Fatto salvo quanto previsto dagli artt. 46, 46-bis c.c., l’esenzione di cui all’art. 10, comma 2, d.P.R. n. 115/2002, che riguarda solo il contributo unificato, non può tuttavia estendersi alle altre voci di spesa previste dal medesimo testo unico, in mancanza di una norma speciale che consenta tale conclusione.

Resta dunque sempre dovuto il pagamento dei diritti di copia e di certificato, mentre l’importo forfettario di cui all’art. 30 del citato testo unico resta dovuto nei soli casi in cui con l’istanza di autorizzazione il giudice tutelare sia investito ex novo, instaurandosi un autonomo procedimento di volontaria giurisdizione [1].
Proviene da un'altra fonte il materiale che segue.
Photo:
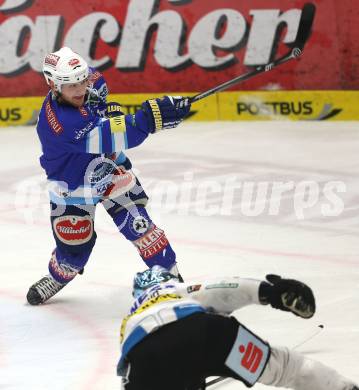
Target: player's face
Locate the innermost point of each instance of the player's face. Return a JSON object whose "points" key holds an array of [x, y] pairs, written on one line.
{"points": [[74, 94]]}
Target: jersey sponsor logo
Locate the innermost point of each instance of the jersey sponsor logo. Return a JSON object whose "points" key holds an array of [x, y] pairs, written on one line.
{"points": [[52, 119], [153, 242], [83, 111], [156, 114], [252, 356], [95, 76], [73, 229], [193, 288], [248, 356], [10, 114], [222, 285], [52, 60], [139, 225]]}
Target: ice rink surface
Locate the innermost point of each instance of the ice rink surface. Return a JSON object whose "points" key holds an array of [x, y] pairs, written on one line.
{"points": [[199, 178]]}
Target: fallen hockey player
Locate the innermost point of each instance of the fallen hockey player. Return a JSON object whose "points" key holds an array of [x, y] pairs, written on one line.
{"points": [[178, 334]]}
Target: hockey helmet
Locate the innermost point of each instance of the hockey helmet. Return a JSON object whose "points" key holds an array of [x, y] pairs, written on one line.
{"points": [[152, 276], [64, 67]]}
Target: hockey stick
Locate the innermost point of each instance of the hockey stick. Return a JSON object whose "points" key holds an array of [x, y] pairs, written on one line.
{"points": [[304, 31], [222, 378]]}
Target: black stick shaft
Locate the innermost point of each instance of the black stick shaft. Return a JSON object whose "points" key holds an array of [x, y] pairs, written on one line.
{"points": [[303, 34], [260, 69]]}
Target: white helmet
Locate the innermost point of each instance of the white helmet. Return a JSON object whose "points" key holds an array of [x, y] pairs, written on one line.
{"points": [[64, 67]]}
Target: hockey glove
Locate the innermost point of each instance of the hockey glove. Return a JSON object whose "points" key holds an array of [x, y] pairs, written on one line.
{"points": [[166, 113], [113, 109], [288, 295]]}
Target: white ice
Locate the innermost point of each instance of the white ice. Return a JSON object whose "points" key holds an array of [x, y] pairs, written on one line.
{"points": [[72, 342]]}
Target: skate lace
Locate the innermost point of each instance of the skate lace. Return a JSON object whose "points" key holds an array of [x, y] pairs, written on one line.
{"points": [[48, 287]]}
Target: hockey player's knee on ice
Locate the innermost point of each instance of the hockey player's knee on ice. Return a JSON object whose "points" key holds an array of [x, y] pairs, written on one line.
{"points": [[63, 267], [293, 370], [151, 242]]}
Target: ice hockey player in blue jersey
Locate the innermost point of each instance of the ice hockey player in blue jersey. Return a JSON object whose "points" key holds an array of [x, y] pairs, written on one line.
{"points": [[83, 140], [177, 334]]}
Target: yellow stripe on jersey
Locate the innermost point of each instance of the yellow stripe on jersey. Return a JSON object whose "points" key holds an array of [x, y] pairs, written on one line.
{"points": [[145, 306], [118, 123]]}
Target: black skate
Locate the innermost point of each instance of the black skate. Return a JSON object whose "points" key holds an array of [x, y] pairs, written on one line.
{"points": [[43, 290]]}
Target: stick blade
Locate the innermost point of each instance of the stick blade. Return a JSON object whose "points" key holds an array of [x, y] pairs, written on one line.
{"points": [[305, 25]]}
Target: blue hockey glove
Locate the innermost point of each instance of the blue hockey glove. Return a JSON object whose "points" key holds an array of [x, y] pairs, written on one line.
{"points": [[166, 112], [113, 109]]}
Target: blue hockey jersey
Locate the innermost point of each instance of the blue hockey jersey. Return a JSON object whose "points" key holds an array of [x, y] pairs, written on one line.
{"points": [[81, 147]]}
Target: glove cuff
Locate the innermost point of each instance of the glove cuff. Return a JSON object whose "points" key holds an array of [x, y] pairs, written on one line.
{"points": [[264, 293]]}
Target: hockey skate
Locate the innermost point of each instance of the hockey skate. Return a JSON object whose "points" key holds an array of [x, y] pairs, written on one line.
{"points": [[43, 290]]}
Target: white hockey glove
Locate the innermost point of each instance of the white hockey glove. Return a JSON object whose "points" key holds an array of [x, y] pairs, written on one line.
{"points": [[288, 295]]}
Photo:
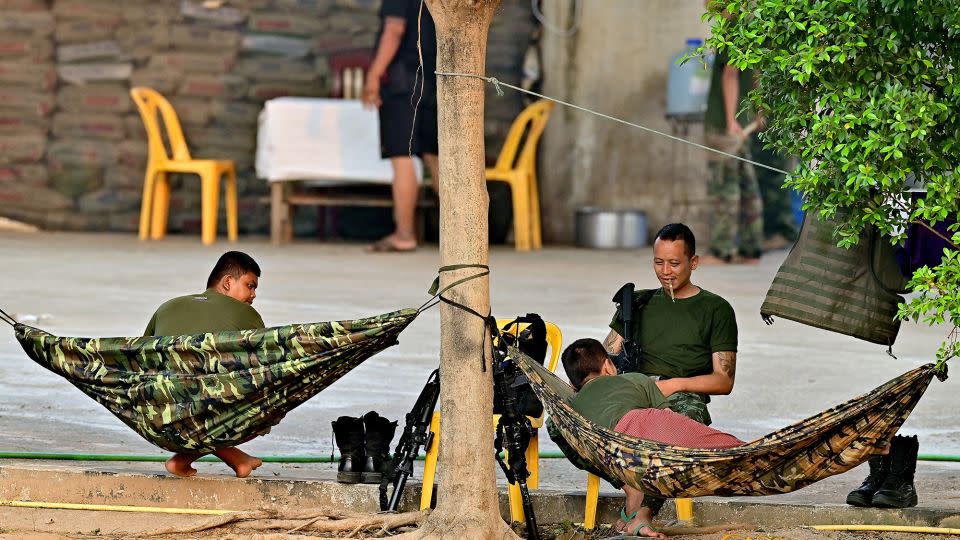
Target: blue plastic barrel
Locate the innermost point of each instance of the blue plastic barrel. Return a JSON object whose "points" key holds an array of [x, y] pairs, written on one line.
{"points": [[688, 84]]}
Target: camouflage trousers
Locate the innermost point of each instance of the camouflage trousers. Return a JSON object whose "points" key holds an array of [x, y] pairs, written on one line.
{"points": [[736, 225], [778, 216], [694, 407]]}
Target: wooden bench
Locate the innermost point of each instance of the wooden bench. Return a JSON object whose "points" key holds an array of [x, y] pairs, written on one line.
{"points": [[284, 195], [322, 152]]}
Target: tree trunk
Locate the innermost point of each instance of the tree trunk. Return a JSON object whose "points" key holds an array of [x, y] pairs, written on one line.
{"points": [[467, 502]]}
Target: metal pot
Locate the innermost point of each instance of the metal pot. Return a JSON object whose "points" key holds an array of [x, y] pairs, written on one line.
{"points": [[611, 229]]}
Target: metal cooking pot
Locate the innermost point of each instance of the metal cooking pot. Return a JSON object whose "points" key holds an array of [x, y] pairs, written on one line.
{"points": [[602, 228]]}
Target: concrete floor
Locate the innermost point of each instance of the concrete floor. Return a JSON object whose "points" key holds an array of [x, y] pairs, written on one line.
{"points": [[108, 285]]}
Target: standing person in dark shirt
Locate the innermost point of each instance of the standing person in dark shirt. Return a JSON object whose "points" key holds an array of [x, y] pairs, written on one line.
{"points": [[407, 99]]}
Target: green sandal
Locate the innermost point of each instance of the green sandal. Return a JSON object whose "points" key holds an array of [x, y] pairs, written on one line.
{"points": [[636, 530]]}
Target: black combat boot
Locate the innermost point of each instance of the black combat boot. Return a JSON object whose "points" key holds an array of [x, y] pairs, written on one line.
{"points": [[349, 434], [897, 490], [863, 495], [376, 459]]}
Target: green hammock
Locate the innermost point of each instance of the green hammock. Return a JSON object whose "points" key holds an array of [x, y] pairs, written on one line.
{"points": [[823, 445], [209, 391]]}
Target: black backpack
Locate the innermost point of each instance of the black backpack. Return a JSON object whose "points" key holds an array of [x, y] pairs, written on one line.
{"points": [[532, 341]]}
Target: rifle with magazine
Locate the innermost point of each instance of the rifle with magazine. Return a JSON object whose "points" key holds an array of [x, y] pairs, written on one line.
{"points": [[416, 434]]}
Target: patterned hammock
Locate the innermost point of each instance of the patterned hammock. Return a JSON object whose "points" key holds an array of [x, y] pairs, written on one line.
{"points": [[823, 445], [209, 391]]}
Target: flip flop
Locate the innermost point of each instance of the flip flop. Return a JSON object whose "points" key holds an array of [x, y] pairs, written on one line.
{"points": [[386, 246]]}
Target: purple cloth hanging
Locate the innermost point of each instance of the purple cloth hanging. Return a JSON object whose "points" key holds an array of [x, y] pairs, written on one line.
{"points": [[922, 247]]}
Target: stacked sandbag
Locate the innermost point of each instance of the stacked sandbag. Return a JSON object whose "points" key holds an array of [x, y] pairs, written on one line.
{"points": [[510, 35], [27, 82], [91, 101], [73, 148]]}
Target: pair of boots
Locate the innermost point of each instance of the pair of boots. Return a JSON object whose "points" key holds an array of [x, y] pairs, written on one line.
{"points": [[364, 445], [890, 482]]}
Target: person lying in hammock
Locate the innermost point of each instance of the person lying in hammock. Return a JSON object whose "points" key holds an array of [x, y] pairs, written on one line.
{"points": [[633, 404], [226, 305]]}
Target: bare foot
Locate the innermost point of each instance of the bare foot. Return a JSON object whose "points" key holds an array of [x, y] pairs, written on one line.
{"points": [[712, 260], [179, 465], [241, 462], [638, 526], [392, 244]]}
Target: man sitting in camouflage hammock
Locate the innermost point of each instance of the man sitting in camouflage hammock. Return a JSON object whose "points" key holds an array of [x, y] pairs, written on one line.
{"points": [[226, 305], [687, 335], [633, 404]]}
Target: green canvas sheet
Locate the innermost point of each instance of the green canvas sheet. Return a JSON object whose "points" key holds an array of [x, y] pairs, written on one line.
{"points": [[204, 392]]}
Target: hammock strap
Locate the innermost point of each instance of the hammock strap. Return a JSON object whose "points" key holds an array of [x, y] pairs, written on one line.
{"points": [[5, 317], [489, 322]]}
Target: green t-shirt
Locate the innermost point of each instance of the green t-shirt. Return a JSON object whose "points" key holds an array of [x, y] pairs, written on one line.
{"points": [[715, 118], [606, 399], [208, 311], [678, 339]]}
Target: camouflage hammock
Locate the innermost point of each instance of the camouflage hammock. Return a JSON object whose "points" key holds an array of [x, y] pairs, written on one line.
{"points": [[204, 392], [823, 445]]}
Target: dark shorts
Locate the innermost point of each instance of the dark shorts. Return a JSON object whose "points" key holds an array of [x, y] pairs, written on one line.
{"points": [[398, 121]]}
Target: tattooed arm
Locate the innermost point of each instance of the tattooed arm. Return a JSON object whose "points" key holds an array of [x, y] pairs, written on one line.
{"points": [[720, 382]]}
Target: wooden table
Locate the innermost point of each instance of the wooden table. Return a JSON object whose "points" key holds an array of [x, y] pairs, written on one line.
{"points": [[321, 152]]}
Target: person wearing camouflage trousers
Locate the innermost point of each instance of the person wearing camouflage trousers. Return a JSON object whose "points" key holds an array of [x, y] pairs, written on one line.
{"points": [[736, 205]]}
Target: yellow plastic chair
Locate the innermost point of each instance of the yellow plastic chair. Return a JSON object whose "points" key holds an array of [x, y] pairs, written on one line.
{"points": [[684, 506], [517, 166], [156, 186], [555, 340]]}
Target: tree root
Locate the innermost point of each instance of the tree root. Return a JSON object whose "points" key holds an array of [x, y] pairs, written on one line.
{"points": [[707, 529], [307, 521]]}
Diversamente, qualora la richiesta di autorizzazione costituisca una fase incidentale ad una procedura di tutela (o altra misura di protezione) già instaurata e pendente innanzi al giudice tutelare, non è dovuto alcun ulteriore pagamento dell’importo forfettario ex art. 30 d.P.R. n. 115 del 2002, essendo stato questo assolto al momento dell’iscrizione a ruolo del procedimento nel cui ambito l’istanza viene proposta.

Si invitano le SS.LL. a dare massima divulgazione alla presente circolare presso gli uffici di rispettiva competenza.

Cordialmente.

Roma, 16 maggio 2024

Il direttore Generale
Giovanni Mimmo

[1] Intesa come amministrazione pubblica del diritto privato esercitata da organi giurisdizionali, vista la natura dell’oggetto del decidere e il contenuto del provvedimento richiesto al giudice tutelare, volto ad elidere il limite posto, dalla legge, ad alcuni atti di gestione del patrimonio del minore; a mero titolo esemplificativo, possono nominarsi le richieste di autorizzazione presentate dai genitori ai sensi dell’art.320 c.c. per il compimento di atti aventi contenuto patrimoniale per necessità o utilità evidente del figlio minore.